What stands out in Klavan’s take is his impatience with the remake machine that treats our cultural memory like a cash cow to be milked and discarded. He doesn’t romanticize every old film, but he defends craftsmanship and coherence — things that too often vanish when a studio remakes a picture to hit some demographic checklist or to flatter its woke executives. Those are not mere aesthetics; they are the values of a culture being hollowed out by a profit-first, politics-second Hollywood.
The episode also makes the obvious point that trailers themselves have been transformed into feverish, noise-heavy teasers that hide plot and pander to mood rather than story. Klavan’s comparison shows that older trailers often trusted audiences to care about characters and stakes, while many modern previews assume viewers need to be dazzled and distracted to buy a ticket. That shift mirrors the broader decline in storytelling integrity and the rise of marketing over meaning.
This isn’t just nostalgia; it’s a call to action for Americans who still believe in telling honest stories that shape virtue, not just revenue. Conservative creators and audiences must keep supporting filmmakers who prioritize narrative, moral complexity, and real heroism — and stop funneling money to studios that churn out soulless remakes and virtue-signaling ads. Daily Wire hosts like Klavan are filling the gap, but real change happens when consumers vote with their wallets and tastes.
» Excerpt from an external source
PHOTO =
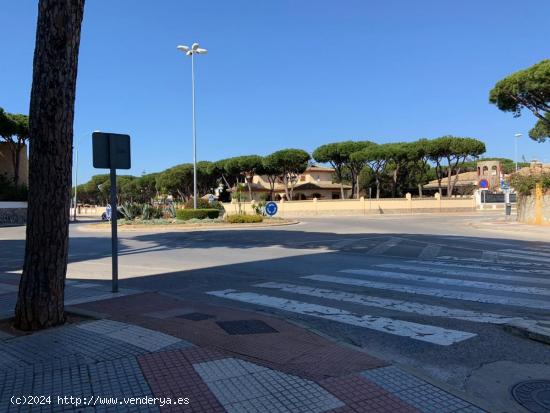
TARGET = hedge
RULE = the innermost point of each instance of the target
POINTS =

If you care about rescuing our cultural institutions from the conveyor belt of remakes, Klavan’s episode is a brisk, entertaining primer in how to spot the difference between workmanship and window dressing. Watch the old trailers, watch the remakes, and don’t let the corporate gatekeepers tell you what counts as a classic — reclaim it for hardworking Americans who still value art that edifies and entertains.